The justices differentiated ideas from execution, writing:
The Court has long held that §101 [of patent law] … contains an implicit exception for ‘laws of nature, natural phenomena, and abstract ideas. … In applying the exception, this Court must distinguish patents that claim the ‘building blocks’ of human ingenuity, which are ineligible for patent protection, from those that integrate the building blocks into something more.
So did this undo patents on software?
No. At least, not entirely. Some software patents, on review, may not hold up to the new legal standard. However, patents that still show actual human legwork are still fine. Basically, it’s a narrowing of the category of “invention.” Just saying, “Let’s do something we’ve always done, but use a computer for it” doesn’t clear that bar. Showing how your idea, plan, code, or product is creative and inventive — something you actually made or thought up — keeps it eligible for patent.
Who does this ruling affect?
Most of the largest companies in the country, for starters.

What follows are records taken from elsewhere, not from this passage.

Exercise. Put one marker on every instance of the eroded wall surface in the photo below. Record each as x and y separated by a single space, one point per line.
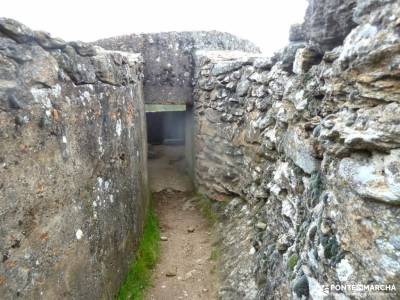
169 65
309 142
73 181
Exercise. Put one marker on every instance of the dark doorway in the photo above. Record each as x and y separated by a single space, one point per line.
166 128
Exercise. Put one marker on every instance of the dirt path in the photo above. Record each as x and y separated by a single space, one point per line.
185 270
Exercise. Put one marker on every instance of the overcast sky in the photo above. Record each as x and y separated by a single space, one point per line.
265 22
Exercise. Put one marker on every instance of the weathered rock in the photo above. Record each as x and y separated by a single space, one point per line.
72 167
168 76
328 22
315 155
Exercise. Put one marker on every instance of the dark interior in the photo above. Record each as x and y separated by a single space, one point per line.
166 128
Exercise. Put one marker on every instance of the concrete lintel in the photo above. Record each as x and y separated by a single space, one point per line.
164 107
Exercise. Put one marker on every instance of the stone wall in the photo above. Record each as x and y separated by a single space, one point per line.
168 72
309 140
73 182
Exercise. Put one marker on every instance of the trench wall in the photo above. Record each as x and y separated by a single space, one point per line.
307 144
73 181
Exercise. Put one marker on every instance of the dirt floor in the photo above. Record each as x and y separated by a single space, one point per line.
185 270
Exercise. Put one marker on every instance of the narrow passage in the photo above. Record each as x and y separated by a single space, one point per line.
186 269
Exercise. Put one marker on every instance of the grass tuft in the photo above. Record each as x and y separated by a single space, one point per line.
205 206
139 276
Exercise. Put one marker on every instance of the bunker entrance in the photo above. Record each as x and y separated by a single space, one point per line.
169 138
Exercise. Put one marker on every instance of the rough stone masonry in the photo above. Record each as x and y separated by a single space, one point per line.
306 142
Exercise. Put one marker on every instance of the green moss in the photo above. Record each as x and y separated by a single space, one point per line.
205 206
139 276
292 261
315 186
331 248
215 254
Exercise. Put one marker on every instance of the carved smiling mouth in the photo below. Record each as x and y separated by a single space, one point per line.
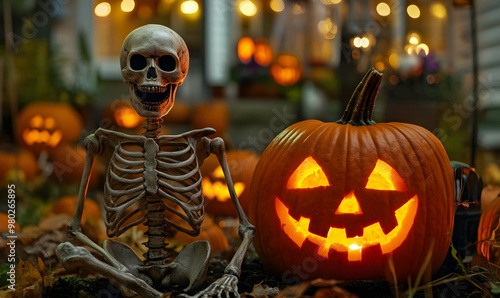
298 232
154 95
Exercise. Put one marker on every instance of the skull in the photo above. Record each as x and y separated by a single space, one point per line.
154 60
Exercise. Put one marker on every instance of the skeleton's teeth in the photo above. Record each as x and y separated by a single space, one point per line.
152 89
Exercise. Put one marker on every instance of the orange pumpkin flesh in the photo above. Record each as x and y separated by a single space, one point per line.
43 126
337 199
487 235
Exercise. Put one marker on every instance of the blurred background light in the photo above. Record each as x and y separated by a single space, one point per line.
413 11
277 5
102 9
127 5
189 7
383 9
248 8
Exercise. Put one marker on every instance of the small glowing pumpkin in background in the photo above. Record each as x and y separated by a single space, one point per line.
345 198
119 114
488 235
212 114
68 163
44 126
241 165
18 159
286 70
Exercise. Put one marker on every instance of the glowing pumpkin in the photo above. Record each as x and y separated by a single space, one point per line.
241 165
339 200
286 70
44 126
67 165
120 114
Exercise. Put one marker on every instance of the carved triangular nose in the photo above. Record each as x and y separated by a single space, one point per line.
349 205
151 73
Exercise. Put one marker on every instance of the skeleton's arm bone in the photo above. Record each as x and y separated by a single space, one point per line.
245 229
91 145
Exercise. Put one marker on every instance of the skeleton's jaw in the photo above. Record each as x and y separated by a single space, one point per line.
152 101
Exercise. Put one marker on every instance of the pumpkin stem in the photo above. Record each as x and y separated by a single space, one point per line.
153 126
360 107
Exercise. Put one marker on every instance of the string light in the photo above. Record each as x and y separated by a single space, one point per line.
189 7
413 11
102 9
127 5
248 8
383 9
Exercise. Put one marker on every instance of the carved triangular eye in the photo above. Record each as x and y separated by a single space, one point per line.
308 175
384 177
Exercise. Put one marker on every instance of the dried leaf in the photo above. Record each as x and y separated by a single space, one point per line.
260 291
294 291
27 274
320 282
54 222
333 292
488 195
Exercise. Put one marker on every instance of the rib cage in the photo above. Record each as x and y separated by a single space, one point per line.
171 188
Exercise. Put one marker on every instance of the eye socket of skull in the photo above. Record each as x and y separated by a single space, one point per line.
138 62
167 63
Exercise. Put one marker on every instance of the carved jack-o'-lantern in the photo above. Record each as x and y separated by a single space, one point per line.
339 200
43 126
241 165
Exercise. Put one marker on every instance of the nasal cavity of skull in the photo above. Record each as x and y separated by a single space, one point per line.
138 62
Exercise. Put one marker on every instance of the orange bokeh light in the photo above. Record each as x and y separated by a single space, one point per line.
263 54
286 70
246 49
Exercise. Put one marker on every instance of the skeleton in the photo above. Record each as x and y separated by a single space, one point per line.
152 175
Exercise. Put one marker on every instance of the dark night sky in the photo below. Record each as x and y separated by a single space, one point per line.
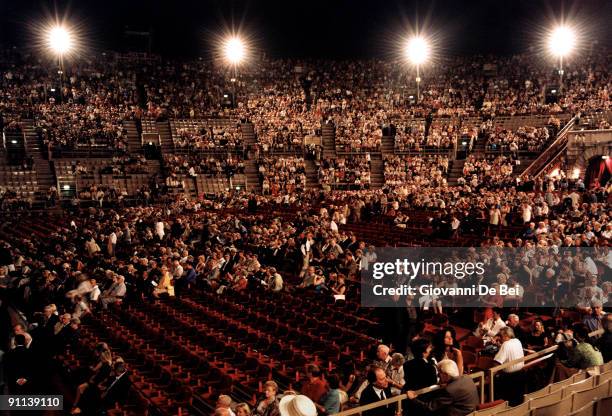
315 28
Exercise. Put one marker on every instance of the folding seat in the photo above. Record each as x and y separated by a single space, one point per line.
586 410
491 408
560 407
601 378
534 395
545 399
584 397
586 384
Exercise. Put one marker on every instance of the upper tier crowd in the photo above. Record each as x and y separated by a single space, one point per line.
287 99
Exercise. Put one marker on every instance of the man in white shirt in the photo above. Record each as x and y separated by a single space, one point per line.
491 327
159 230
511 349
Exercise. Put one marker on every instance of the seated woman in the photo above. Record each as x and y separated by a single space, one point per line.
99 373
420 372
537 338
581 355
446 347
268 405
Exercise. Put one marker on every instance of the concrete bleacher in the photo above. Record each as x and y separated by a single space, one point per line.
23 182
130 182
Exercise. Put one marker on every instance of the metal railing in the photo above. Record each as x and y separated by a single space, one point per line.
479 378
550 154
527 360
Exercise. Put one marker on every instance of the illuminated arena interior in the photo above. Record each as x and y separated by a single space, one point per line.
190 236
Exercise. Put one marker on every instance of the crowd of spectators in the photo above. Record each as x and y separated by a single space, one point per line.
351 172
489 170
282 175
209 138
194 165
525 138
420 171
409 135
186 245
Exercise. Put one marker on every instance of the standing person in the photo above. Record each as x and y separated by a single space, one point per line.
378 389
458 398
446 347
331 402
511 349
268 406
421 371
18 370
315 388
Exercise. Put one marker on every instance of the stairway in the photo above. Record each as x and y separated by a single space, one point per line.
134 139
248 134
45 175
312 175
387 145
165 137
377 171
526 161
479 147
252 175
455 171
250 166
328 133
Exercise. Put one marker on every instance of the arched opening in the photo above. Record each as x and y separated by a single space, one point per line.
599 171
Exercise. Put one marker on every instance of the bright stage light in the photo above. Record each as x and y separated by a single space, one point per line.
235 50
417 50
59 40
562 41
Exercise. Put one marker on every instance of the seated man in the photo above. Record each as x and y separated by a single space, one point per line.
115 292
511 349
490 328
117 386
458 398
378 389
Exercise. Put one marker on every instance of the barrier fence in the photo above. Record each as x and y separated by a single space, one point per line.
479 379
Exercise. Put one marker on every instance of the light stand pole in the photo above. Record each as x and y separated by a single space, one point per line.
418 81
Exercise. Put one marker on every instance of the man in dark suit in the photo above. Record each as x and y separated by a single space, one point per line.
118 386
458 398
18 369
378 389
420 372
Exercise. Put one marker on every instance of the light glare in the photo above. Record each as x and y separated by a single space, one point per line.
562 41
235 50
417 50
60 40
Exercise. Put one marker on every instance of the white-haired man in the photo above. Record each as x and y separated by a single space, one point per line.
458 398
383 358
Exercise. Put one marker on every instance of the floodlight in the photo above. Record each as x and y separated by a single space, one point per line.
235 50
59 40
417 50
562 41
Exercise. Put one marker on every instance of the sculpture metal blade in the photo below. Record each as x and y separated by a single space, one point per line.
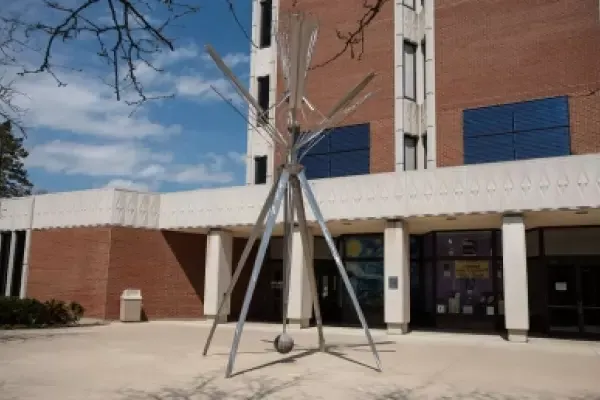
296 45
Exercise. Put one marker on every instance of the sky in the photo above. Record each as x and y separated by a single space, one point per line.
80 137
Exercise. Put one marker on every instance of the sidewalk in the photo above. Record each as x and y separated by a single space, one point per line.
163 360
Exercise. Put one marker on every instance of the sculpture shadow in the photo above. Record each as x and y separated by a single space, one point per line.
333 350
211 388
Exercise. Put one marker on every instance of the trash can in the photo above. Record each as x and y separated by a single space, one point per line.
131 305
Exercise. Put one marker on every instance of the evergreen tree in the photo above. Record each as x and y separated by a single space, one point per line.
14 180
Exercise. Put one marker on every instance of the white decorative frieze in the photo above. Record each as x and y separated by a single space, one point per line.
15 214
550 183
542 184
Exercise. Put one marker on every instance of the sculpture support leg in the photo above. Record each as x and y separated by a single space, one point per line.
262 249
338 260
299 203
240 265
288 225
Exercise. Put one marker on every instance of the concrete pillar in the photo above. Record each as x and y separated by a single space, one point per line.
516 303
25 269
219 255
397 276
300 300
11 263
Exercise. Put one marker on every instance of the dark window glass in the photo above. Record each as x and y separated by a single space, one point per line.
410 152
517 131
260 170
263 98
410 70
343 151
464 244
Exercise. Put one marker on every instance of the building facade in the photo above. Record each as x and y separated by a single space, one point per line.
465 195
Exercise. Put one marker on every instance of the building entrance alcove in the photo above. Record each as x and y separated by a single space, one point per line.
564 281
456 281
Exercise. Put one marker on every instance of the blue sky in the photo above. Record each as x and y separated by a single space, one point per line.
80 137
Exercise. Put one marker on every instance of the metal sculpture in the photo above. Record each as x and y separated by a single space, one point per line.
296 40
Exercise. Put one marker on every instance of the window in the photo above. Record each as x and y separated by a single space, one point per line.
410 152
266 20
424 54
260 170
425 150
517 131
410 70
263 98
344 151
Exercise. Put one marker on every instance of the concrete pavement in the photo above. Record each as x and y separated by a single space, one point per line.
163 360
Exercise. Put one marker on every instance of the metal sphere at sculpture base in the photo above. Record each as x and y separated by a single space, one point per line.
284 343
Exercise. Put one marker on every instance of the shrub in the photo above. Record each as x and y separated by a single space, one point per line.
15 312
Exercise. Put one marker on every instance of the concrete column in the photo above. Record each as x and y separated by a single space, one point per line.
300 300
11 263
397 277
219 252
25 270
514 253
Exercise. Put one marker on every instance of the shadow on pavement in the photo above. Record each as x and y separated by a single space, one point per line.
424 393
209 388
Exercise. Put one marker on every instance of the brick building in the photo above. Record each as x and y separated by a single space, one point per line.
471 180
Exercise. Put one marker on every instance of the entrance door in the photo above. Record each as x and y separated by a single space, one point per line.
328 286
590 299
563 307
574 298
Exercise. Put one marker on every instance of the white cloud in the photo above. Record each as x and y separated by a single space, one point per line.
118 159
130 164
128 184
85 106
232 60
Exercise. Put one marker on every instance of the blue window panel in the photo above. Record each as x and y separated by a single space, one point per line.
316 166
554 142
350 163
541 114
486 149
354 137
488 121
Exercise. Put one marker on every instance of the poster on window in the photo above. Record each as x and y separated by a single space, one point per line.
472 269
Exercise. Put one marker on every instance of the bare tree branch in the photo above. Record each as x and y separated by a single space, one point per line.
126 39
356 37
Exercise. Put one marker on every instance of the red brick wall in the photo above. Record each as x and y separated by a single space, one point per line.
501 51
326 85
70 265
94 265
168 267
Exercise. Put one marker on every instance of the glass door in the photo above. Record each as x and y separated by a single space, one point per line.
328 288
563 298
590 299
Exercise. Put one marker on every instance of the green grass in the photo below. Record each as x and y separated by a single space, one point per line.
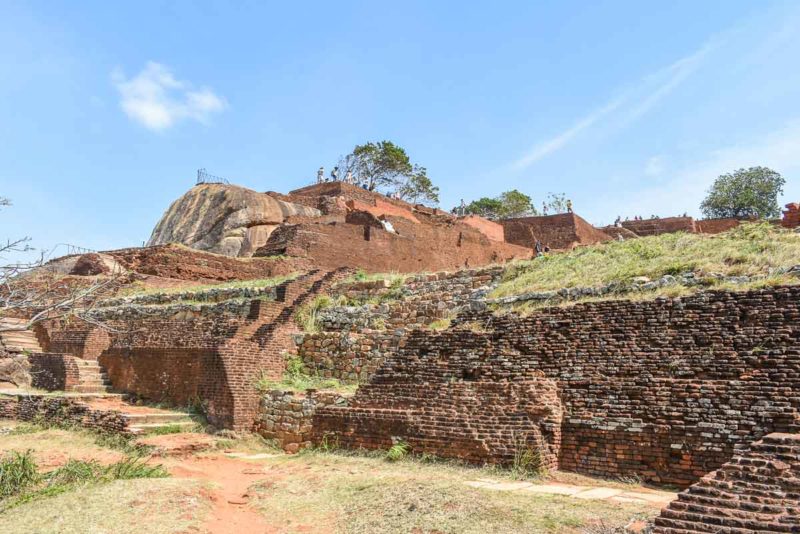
21 482
750 249
360 494
137 289
298 378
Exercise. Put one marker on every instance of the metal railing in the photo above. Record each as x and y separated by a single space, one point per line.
203 177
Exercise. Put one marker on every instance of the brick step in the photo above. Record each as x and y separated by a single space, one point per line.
717 523
139 419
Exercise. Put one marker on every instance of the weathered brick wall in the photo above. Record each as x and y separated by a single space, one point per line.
562 231
62 411
349 357
79 339
414 248
756 491
791 217
287 417
174 261
666 225
663 389
216 359
53 371
715 226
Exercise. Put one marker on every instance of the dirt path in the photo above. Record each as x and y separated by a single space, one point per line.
230 479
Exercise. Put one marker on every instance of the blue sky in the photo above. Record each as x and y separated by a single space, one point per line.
628 107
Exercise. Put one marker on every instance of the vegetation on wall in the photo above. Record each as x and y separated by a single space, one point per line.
745 193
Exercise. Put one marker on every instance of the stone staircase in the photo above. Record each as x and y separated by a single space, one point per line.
19 340
91 378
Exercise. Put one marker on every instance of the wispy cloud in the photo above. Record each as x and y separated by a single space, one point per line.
157 100
630 105
654 166
689 184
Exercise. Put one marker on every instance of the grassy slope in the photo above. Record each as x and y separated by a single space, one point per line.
747 250
361 495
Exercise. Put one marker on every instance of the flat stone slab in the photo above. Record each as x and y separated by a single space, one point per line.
600 493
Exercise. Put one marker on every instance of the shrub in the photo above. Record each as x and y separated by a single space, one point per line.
17 473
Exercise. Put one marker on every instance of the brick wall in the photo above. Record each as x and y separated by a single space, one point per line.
756 491
287 417
663 389
53 371
431 246
183 263
791 217
216 359
660 226
562 231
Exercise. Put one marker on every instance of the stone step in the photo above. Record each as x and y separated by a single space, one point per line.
139 419
145 428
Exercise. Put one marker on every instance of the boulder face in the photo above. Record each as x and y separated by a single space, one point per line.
226 219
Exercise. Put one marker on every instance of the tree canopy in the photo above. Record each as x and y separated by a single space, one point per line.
386 167
507 205
745 193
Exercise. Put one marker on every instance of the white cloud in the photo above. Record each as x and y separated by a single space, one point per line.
155 99
779 151
631 104
654 166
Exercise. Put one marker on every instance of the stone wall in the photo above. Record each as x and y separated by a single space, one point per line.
287 416
756 491
183 263
666 225
61 411
564 231
216 359
432 246
663 389
53 371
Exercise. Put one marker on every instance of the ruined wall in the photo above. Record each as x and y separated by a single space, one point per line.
715 226
287 417
215 358
666 225
562 231
756 491
53 371
414 248
183 263
791 217
663 389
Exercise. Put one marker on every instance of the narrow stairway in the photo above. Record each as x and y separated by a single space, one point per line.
91 378
17 341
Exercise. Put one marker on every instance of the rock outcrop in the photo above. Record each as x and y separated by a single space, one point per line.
225 219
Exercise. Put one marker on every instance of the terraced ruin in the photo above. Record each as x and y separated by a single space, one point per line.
670 357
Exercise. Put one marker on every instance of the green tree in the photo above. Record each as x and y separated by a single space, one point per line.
556 203
418 187
489 208
515 204
508 205
386 167
745 193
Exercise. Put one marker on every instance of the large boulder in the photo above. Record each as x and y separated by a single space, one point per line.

Amazon, Facebook, Google, Microsoft, and a ton of others filed briefs in the case, as did the EFF and the ACLU. For once, though, the advocacy groups and the corporations were more or less on the same side. Though they had different legal arguments and different personal priorities, they all basically agreed that software patents should be limited.
For companies, narrowing the field of patentable software allows them to keep making stuff, and prevents them from having to spend time dealing with lawsuits from patent trolls. For advocates, narrowing the field of patentable software allows more developers and potential innovators to, well, keep making stuff, and to prevent getting sued by larger corporations. And patent trolls find themselves without a way to keep being a nuisance to the world at large. Kind of a win/win all around.
But the devil’s in the details, right?
As always. This case exists not in isolation but in a pattern of other cases. The Court has been gradually narrowing the scope of what can be patented since about 2005, as Vox points out, and the Alice finding is right in line there. But it also doesn’t draw a definitive, clear line in the sand.
As Gigaom explains, instead of creating a bright line, the Court proposes a new way of looking at patents: a relatively simple two-part test. First: does the patent cover an abstract idea that isn’t patentable? And second: if it does, are there new, inventive steps involved making the idea unique enough to patent?
The trick, for the Court, was to look at a way to limit patent trolls while also protecting legitimate inventors. But it’s a huge uphill battle; over 40,000 software patents are issued every year.
Tech and legal experts agree that patentability and software patents will almost certainly wind up before the Supreme Court again in the future at some point, because of the sheer number of them and because the Court has issued fairly narrow rulings each time the matter comes up, leaving the window open for stricter readings in the future.
Got it! But I don’t work in computers or IT. Why does this matter to me?
Because in 2014, pretty much everything you use is somehow driven by software. Sure, there are actual computer programs and mobile apps, but it’s more than that. Traffic lights and the cars that drive through them are software-driven. Consumer products from TVs to iPhone power adapters to wristwatches and coffeemakers have code controlling them. So, too, does physical infrastructure like the electric grid and virtual infrastructure like the entire financial system.
The ability of individuals and companies to create new software innovations is crucial to almost every field. Patent trolls have been claiming ownership of abstract, general ideas to game the system and turn a buck. That wastes time and resources and increases costs for everyone up and down the line — including, in the end, consumers.